Damien Rompapas
Damien Rompapas

Reputation: 21

Formatting data for use in Streamplot

I'm having a little trouble, mostly because it's a little hard for me to wrap into python world for matplotlib.

I have 4 1D arrays as follows:

x -> x positions
y -> y positions
u -> x velocities
v -> y velocities

Which I've described in python variables as follows (these are populated by the data I'm reading which is irrelevant, each 1D array is equal in length)

x_points : List[float] = []
y_points : List[float] = []
x_vel : List[float] = []
y_vel : List[float] = []

And I'm having a hard time transferring these 1D arrays into a format that can be used to plot a streamline graph. (I'm trying to follow the answer from this question here but am still scratching my head) Currently my code looks like this (I've omitted the data population)

import matplotlib.pyplot as plt
import matplotlib.gridspec as gridspec
import numpy as np
import pandas as pd
x_points : List[float] = []
y_points : List[float] = []
x_vel : List[float] = []
y_vel : List[float] = []
#Data Population
#End Data Population
xi = np.linspace(-20, 20, len(x_points))
yi = np.linspace(-20, 20, len(z_points))
X, Y = np.meshgrid(xi, yi)
U = interpolate.griddata((x_points, y_points), x_vel, (X, Y), method='cubic')
V = interpolate.griddata((x_points, y_points), y_vel, (X, Y), method='cubic')
f, ax = plt.subplots(figsize=(6,6))
ax.streamplot(X,Y,U,V, density=[0.2,1])

which I'm already aware will not work.

Could I have some help describing how I should transform the 4 1D arrays into something that streamplot is happy with?

Upvotes: 2

Views: 637

Answers (2)

Damien Rompapas
Damien Rompapas

Reputation: 21

The problem was that python was giving me a series of errors relating to a mismatch in array sizes.
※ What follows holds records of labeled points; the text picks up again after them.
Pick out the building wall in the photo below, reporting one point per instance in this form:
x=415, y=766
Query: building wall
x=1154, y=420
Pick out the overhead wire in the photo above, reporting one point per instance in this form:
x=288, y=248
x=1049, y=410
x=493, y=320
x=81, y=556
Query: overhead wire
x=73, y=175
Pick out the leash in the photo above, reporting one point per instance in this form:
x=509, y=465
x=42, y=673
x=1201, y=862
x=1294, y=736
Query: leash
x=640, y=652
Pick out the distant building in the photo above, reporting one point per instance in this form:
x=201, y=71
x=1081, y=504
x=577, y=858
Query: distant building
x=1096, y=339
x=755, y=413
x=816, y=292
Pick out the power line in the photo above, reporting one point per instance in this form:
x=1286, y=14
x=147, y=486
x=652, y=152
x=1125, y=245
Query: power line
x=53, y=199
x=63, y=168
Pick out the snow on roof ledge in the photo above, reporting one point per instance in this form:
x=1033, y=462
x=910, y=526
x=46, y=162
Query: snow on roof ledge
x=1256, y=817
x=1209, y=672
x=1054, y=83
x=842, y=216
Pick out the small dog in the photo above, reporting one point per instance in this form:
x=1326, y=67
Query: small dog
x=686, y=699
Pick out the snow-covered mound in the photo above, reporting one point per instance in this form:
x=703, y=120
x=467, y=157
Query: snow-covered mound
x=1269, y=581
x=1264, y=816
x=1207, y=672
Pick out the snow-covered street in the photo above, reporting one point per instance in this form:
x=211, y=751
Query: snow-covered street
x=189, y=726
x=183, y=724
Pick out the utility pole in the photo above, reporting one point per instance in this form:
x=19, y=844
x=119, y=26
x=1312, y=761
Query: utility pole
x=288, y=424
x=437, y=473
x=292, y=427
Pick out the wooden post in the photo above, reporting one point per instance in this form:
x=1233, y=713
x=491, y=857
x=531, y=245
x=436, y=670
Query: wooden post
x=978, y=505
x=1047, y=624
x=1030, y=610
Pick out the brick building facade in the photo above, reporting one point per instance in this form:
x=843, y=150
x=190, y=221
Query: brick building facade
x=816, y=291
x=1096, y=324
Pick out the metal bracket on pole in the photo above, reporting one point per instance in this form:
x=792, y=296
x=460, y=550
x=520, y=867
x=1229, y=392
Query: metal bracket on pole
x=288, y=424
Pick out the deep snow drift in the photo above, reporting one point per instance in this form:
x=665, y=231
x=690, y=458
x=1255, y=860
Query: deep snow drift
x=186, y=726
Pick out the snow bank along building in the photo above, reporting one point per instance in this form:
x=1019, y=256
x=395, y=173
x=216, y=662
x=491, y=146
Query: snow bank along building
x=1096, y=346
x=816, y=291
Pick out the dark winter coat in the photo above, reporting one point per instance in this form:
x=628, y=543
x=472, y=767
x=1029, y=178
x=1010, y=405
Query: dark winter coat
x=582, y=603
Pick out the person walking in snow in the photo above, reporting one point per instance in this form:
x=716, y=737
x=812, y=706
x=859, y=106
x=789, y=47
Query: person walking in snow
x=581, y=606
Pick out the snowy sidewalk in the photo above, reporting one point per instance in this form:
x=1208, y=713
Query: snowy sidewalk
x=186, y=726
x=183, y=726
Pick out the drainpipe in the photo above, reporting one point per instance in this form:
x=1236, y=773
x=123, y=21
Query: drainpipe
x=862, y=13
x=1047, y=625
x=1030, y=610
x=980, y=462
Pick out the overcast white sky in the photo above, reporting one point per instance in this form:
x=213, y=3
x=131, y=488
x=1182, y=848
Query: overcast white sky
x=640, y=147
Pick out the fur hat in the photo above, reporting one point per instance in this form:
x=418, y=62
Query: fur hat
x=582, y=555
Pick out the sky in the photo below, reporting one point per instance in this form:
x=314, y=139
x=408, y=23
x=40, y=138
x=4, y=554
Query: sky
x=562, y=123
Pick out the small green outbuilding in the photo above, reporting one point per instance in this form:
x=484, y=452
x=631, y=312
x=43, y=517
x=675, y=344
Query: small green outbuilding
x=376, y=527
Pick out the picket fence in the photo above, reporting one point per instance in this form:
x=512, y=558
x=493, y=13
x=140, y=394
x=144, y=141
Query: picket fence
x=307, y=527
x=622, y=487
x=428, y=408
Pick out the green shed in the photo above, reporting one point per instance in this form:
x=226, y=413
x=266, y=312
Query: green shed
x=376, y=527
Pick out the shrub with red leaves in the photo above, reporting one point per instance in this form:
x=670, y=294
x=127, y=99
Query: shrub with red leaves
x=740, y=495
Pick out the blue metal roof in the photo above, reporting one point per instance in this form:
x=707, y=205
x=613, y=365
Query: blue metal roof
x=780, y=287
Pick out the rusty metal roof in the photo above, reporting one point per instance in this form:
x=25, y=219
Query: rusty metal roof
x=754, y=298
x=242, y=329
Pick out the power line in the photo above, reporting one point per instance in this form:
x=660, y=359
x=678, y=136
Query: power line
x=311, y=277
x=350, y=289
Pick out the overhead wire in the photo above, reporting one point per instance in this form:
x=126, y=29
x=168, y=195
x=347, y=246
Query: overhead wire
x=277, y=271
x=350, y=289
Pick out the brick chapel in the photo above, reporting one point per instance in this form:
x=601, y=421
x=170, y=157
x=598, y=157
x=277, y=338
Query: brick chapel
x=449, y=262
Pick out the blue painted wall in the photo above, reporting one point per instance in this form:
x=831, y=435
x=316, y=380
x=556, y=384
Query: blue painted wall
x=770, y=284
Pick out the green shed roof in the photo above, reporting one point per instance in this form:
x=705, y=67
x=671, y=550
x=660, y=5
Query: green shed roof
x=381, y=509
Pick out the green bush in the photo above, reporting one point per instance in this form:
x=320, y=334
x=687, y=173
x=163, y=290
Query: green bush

I've figured it out, it turns out I was quite close, and the answer was quite simple, but I'm getting some rather strange results.

First the answer: when calling np.linspace, I need to use the min/max values for each axis, I've attached the correct code below (where min/max obtain the smallest/largest values in the list)

import matplotlib.pyplot as plt
import matplotlib.gridspec as gridspec
import numpy as np
import pandas as pd
x_points : List[float] = []
y_points : List[float] = []
x_vel : List[float] = []
y_vel : List[float] = []
#Data Population
#End Data Population
x_min : float = min(x_vel)
y_min : float = min(y_vel)
x_max : float = max(x_vel)
y_max : float = max(y_vel)
xi = np.linspace(x_min, y_max, len(x_points))
yi = np.linspace(y_min, y_max, len(y_points))
X, Y = np.meshgrid(xi, yi)
U = interpolate.griddata((x_points, y_points), x_vel, (X, Y), method='cubic')
V = interpolate.griddata((x_points, y_points), y_vel, (X, Y), method='cubic')
f, ax = plt.subplots(figsize=(6,6))
plt.streamplot(X, Y, U, V, color=U**2+V**2, linewidth=1, cmap=plt.cm.autumn)

The results look roughly like what I was expecting, but are extremely scattered/spaced out I would expect the flow to be much tighter grouped

Any way I can achieve this?

Results

Upvotes: 0

Shintlor
Shintlor

Reputation: 812

At my end the code is working, I skipped declaring the lists though (it is nor necessary).

I had to correct a minor typo -> z_points doesn't exist, I guess you want y_points instead.

I used some mock data to test your code:

import matplotlib.pyplot as plt
import matplotlib.gridspec as gridspec
import numpy as np
import pandas as pd
from scipy import interpolate

x_points = np.random.normal(3,5, size=1000)
y_points = np.random.normal(1,2, size=1000)
x_vel = np.random.exponential(size=1000)
y_vel = np.random.exponential(5,size=1000

xi = np.linspace(-20, 20, len(x_points))
yi = np.linspace(-20, 20, len(y_points))
X, Y = np.meshgrid(xi, yi)
U = interpolate.griddata((x_points, y_points), x_vel, (X, Y), method='cubic')
V = interpolate.griddata((x_points, y_points), y_vel, (X, Y), method='cubic')
f, ax = plt.subplots(figsize=(6,6))
ax.streamplot(X,Y,U,V, density=[0.2,1])

which outputs

Demo Plot

So in the end I guess your input data has not the correct format. How are you populating your data? Maybe recasting the data from a list to a numpy array would already do the trick.